Optical separation of DL enantiomers
Labeled DL-phenylalanine was analyzed using a C18 column. The labeling reagent in the DL-Amino Acid Labeling Kit has a chiral carbon, resulting in the labeled D and L forms being diastereomers. This makes them separable on C18 columns.
* Generally, fluorescence detection is used for amino acids labeled with o-phthalaldehyde.
Detection sensitivity with mass spectrometry (MS)
Detection sensitivity was compared using labeled L-phenylalanine as the sample. Both the DL-Amino Acid Labeling Kit and dabsyl chloride had high MS sensitivity, due to their easily ionizable structures.

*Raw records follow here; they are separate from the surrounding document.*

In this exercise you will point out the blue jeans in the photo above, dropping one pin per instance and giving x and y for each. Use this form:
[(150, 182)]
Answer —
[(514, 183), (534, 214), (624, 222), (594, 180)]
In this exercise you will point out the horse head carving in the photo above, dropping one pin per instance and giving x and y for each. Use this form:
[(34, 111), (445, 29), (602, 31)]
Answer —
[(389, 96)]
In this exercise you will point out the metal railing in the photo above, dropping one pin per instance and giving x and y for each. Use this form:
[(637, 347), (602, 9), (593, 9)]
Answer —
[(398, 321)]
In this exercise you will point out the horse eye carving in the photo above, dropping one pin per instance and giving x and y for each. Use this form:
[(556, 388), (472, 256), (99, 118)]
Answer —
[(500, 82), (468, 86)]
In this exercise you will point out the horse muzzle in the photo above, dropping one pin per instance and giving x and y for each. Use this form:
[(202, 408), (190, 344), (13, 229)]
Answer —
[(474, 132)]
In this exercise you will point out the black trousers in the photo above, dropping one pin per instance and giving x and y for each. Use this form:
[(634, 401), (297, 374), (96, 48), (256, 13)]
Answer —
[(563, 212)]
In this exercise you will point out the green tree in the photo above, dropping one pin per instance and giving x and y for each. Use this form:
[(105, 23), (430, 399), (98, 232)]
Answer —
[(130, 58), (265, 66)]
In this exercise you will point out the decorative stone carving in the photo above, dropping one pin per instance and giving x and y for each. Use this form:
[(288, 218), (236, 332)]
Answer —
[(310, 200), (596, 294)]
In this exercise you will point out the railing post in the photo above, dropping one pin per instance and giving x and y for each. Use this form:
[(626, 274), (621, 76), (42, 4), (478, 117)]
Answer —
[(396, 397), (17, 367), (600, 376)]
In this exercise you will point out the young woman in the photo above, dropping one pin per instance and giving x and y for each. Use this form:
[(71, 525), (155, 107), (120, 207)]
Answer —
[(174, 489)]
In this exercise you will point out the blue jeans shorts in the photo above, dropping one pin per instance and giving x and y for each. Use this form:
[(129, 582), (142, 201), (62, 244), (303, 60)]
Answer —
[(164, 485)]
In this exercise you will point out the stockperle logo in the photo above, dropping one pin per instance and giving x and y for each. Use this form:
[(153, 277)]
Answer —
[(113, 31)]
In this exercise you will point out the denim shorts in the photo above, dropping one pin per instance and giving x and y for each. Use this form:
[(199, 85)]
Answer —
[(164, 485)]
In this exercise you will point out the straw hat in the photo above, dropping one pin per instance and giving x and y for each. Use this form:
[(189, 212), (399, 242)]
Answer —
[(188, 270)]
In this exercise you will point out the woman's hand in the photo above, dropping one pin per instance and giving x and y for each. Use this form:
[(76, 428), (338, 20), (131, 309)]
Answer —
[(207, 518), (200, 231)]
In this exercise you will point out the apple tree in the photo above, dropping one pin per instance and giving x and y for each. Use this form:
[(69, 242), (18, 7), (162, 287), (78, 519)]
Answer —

Stability of labeled samples
Labeled L-phenylalanine was analyzed by HPLC 1, 3, and 7 days after labeling. The sample labeled with o-phthalaldehyde was not stable, and therefore should not be labeled manually, but rather using online analysis within the instrument.
Days after labeling | DL-Amino Acid Labeling Kit | Dabsyl chloride | o-Phthalaldehyde |
---|---|---|---|
1 | 100% | 100% | 100% |
3 | 113% | 95% | 0% |
7 | 106% | 96% | 0% |
* Analysis conditions are as in "Optical separation of DL enantiomers". The peak area measured after 1 day was taken as 100%. Samples were stored refrigerated.